In 1999, Koide pioneered the implementation of general relativistic magnetohydrodynamics (GRMHD) into numerical simulations of black hole jets. Building upon this foundation, Gammie, McKinney, and collaborators introduced the HARM (High-Accuracy Relativistic Magnetohydrodynamics) code in 2003 - the first fully general relativistic MHD framework capable of self-consistently modeling black hole accretion flows and their coupled jets within curved spacetime, thereby validating the governing equations of relativistic plasma dynamics in strong gravitational fields [20]. Not long after, Komissarov proposed an analytical solution model for magnetized tori around black holes, unveiling the profound impact of magnetic fields on accretion disk morphology and stability [21]. Subsequently, Tchekhovskoy, Narayan, and McKinney leveraged HARM to systematically simulate black holes across a range of spin parameters. Their computations revealed a striking dependence of normalized jet efficiency on spin: for extreme spins (
a=0.99 ), the BZ mechanism dominates, surpassing the canonical 10% accretion energy limit; conversely, for non-spinning holes (a=0 ), jet power originates solely from disk magnetic dissipation. These results align with statistical trends in radio-loud quasars, where high-spin systems exhibit significantly higher jet power at fixed accretion rates [22]. In 2012, McKinneys HARM simulations uncovered that under magnetically arrested disk (MAD) conditions, accumulated magnetic flux near the horizon saturates into flux-tube structures. The large-scale field anchored to these tubes continuously extracts rotational energy via the BZ process, explaining why rapidly spinning black holes launch ultra-relativistic, tightly collimated jets [3]. In the same year, Tejeda developed an innovative analytical framework to construct a concise relativistic accretion model for Kerr black holes, bridging the gap between complex numerical simulations and classical theories [23].Thereafter, Compere proposed a self-similar theory for steady-state thin accretion disks around near-extremal Kerr black holes. By combining the symmetries of extremal black hole spacetimes with accretion flow dynamics, he revealed the unique properties of accretion structures in such strong gravitational environments [24]. Addressing computational limitations, Porth developed the BHAC code, incorporating adaptive mesh refinement (AMR) and multi-physics coupling. This advancement enabled high-fidelity studies of blazar jet morphology and black hole merger magnetospheric interactions [25]. The 2019 EHT imaging of M87*s shadow, combined with polarized emission maps, resolved a toroidal magnetic field morphology at the jet base direct observational evidence corroborating BZ mechanism predictions [2]. In a seminal follow-up investigation, Samik Mitra pioneered a breakthrough exploration of black hole accretion flows using general relativistic magnetohydrodynamic (GRMHD) simulations, employing high-fidelity numerical algorithms to unravel the nonlinear coupling between large-scale magnetic fields, extreme gravitational fields, and turbulent accretion plasmas [26]. A groundbreaking study recently presents an intriguing analytical formulation for steady-state axisymmetric magnetized accretion disk configurations surrounding Kerr black holes, transcending previous methodologies exclusively reliant on numerical simulations or weakly magnetized approximations [27].
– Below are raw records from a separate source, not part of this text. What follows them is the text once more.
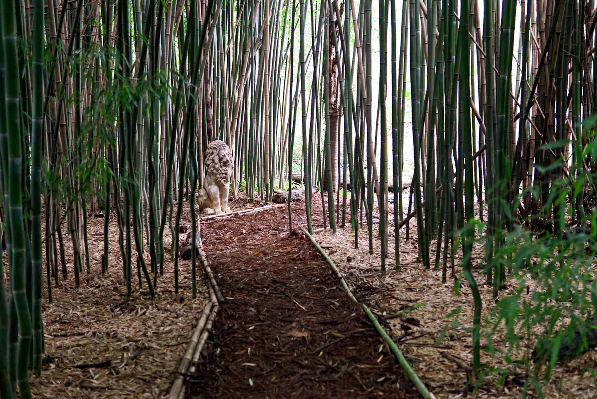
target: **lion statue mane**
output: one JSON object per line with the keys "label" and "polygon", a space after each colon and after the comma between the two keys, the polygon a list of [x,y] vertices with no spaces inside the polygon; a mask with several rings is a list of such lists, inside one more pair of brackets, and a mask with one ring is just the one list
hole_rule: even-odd
{"label": "lion statue mane", "polygon": [[221,140],[210,143],[205,152],[205,179],[199,191],[198,204],[207,214],[230,212],[228,194],[233,167],[232,151]]}

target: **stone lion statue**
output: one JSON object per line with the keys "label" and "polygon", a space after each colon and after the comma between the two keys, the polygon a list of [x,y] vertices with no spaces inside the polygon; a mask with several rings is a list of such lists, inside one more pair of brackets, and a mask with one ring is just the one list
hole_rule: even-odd
{"label": "stone lion statue", "polygon": [[205,179],[199,191],[199,208],[207,214],[229,213],[228,194],[233,167],[232,151],[221,140],[210,143],[205,152]]}

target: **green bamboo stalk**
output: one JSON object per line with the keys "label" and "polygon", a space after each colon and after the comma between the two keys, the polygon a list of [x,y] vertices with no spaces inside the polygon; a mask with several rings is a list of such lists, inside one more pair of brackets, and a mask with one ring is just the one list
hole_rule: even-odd
{"label": "green bamboo stalk", "polygon": [[[2,192],[2,202],[4,204],[9,202],[8,192],[5,189],[7,179],[5,179],[8,170],[8,149],[6,125],[6,96],[5,89],[5,65],[4,62],[4,36],[2,19],[0,18],[0,191]],[[5,214],[5,221],[7,227],[8,226],[10,213]],[[2,221],[0,220],[0,223]],[[7,228],[5,232],[6,235],[7,249],[9,256],[11,256],[11,245],[10,243],[10,229]],[[14,386],[13,380],[16,371],[14,365],[11,361],[10,354],[11,353],[10,337],[11,333],[11,314],[9,303],[6,296],[5,280],[4,280],[4,265],[2,262],[1,247],[0,247],[0,397],[3,399],[13,399],[14,397],[14,391],[16,386]]]}
{"label": "green bamboo stalk", "polygon": [[[387,48],[387,23],[386,20],[386,0],[379,0],[379,109],[381,130],[380,150],[380,187],[377,193],[379,197],[379,235],[381,241],[381,271],[386,271],[386,257],[387,253],[387,215],[386,213],[387,192],[387,132],[386,124],[386,81],[387,72],[386,69],[386,48]],[[376,140],[377,142],[377,140]]]}
{"label": "green bamboo stalk", "polygon": [[[460,8],[462,10],[468,10],[470,7],[469,0],[461,0]],[[469,37],[469,16],[467,12],[463,12],[460,14],[460,24],[458,27],[458,53],[457,59],[460,63],[459,90],[460,105],[461,111],[460,115],[460,125],[463,131],[464,165],[466,168],[466,176],[464,180],[464,215],[466,218],[466,232],[464,241],[463,243],[463,272],[473,294],[475,302],[475,309],[473,315],[473,375],[472,383],[475,383],[478,377],[480,364],[480,343],[479,333],[481,314],[481,298],[479,288],[475,281],[475,277],[471,271],[472,265],[473,243],[475,240],[475,213],[473,170],[472,137],[470,128],[470,39]]]}
{"label": "green bamboo stalk", "polygon": [[[324,3],[325,4],[325,3]],[[336,233],[336,204],[334,202],[334,182],[332,179],[332,150],[331,127],[330,125],[330,57],[328,53],[330,51],[329,29],[331,26],[330,22],[330,12],[326,10],[325,5],[321,11],[325,13],[325,30],[324,33],[324,103],[325,108],[325,173],[328,182],[328,208],[330,216],[330,226],[334,234]],[[323,180],[322,180],[322,182]],[[323,196],[323,191],[322,191]]]}
{"label": "green bamboo stalk", "polygon": [[[2,2],[2,33],[4,40],[4,59],[18,59],[18,38],[16,35],[15,3],[10,0]],[[22,132],[20,125],[20,97],[19,64],[7,63],[5,76],[6,97],[5,115],[8,134],[8,207],[12,259],[10,259],[11,284],[13,296],[19,320],[19,351],[17,359],[16,377],[20,396],[24,399],[32,397],[29,385],[29,349],[31,345],[32,326],[27,299],[26,285],[25,226],[23,214],[21,178],[23,164]],[[2,93],[0,93],[1,95]],[[8,180],[8,179],[7,179]]]}
{"label": "green bamboo stalk", "polygon": [[[44,334],[42,332],[41,286],[42,270],[41,239],[41,161],[42,137],[44,135],[44,121],[42,106],[44,98],[44,2],[33,2],[33,124],[31,131],[31,211],[32,211],[32,263],[33,266],[33,370],[41,372],[42,348]],[[88,251],[87,251],[88,253]],[[0,288],[1,289],[1,288]]]}

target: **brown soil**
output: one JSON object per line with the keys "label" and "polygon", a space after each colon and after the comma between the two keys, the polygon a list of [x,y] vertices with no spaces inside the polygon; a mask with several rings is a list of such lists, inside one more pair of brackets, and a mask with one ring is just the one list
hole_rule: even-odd
{"label": "brown soil", "polygon": [[[293,226],[304,207],[293,204]],[[285,208],[214,219],[202,235],[226,302],[193,397],[417,397],[316,250],[288,234]]]}

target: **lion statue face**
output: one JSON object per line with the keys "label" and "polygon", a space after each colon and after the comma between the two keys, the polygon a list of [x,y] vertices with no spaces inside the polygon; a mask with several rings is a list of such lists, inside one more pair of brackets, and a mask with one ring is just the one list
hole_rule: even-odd
{"label": "lion statue face", "polygon": [[221,140],[210,143],[205,154],[206,177],[213,178],[223,186],[227,185],[230,182],[233,167],[230,147]]}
Several mechanisms have been proposed to explain jet formation and energy extraction. The BZ mechanism [12] describes how rotating black holes power jets via magnetic fields, whereas the BP mechanism [14] suggests that jets can originate from the accretion disk itself. Recent studies [34] indicate that jet formation is strongly coupled to accretion flow properties, suggesting a non-negligible contribution of jet luminosity to the observed emission. However, most existing accretion disk models, including the classical Novikov-Thorne model [8, 9], neglect the impact of jet radiation.
To bridge this gap, we propose a "jet-modified Novikov-Thorne disk model" that explicitly incorporates jet luminosity into the accretion disk radiation framework. By integrating synchrotron emission from relativistic electrons in the jet [28], we derive a modified luminosity function and analyze its impact on the observed flux. Our work aims to provide a more complete description of accretion disk radiation, which is crucial for accurately interpreting black hole observations.
-
In this section, we investigate a static spherically symmetric black hole metric described by the equation:
ds2=−f(r)dt2+f(r)−1dr2+r2(dθ2+sin2θdϕ2).
(1) Here,
f(r) represents the black hole metric potential, and it can be expressed as:f(r)=1−2Mr,
(2) where M represents the mass of the black hole. Assuming a geometrically thin and optically thick accretion disk surrounding the black hole, we calculate the electromagnetic radiation flux (
ergs−1cm−2str−1Hz−1 ) emitted from a specific radial position r on the disk using the following equation [29]:F=−˙M4π√−IΩ,r(E−ΩL)2∫rrin(E−ΩL)L,rdr,
(3) where
˙M represents the mass accretion rate, I is the determinant of the induced metric in the equatorial plane, andrin denotes the inner edge of the accretion disk. The parameters E, Ω, and L represent the angular velocity, energy and angular momentum of the particles in a circular orbit, respectively, and they can be expressed as follows[30]:E=−gtt+gtϕΩ√−gtt+2gtϕΩ−gϕϕΩ2,
(4) L=gtϕ+gϕϕΩ√−gtt+2gtϕΩ−gϕϕΩ2,
(5) Ω=dϕdt=−g′tϕ+√(g′tϕ)2−g′ttg′ϕϕg′ϕϕ.
(6) According to Eqs. (2)-(6), the radiation flux over the disk for Schwarzschild black hole is [9]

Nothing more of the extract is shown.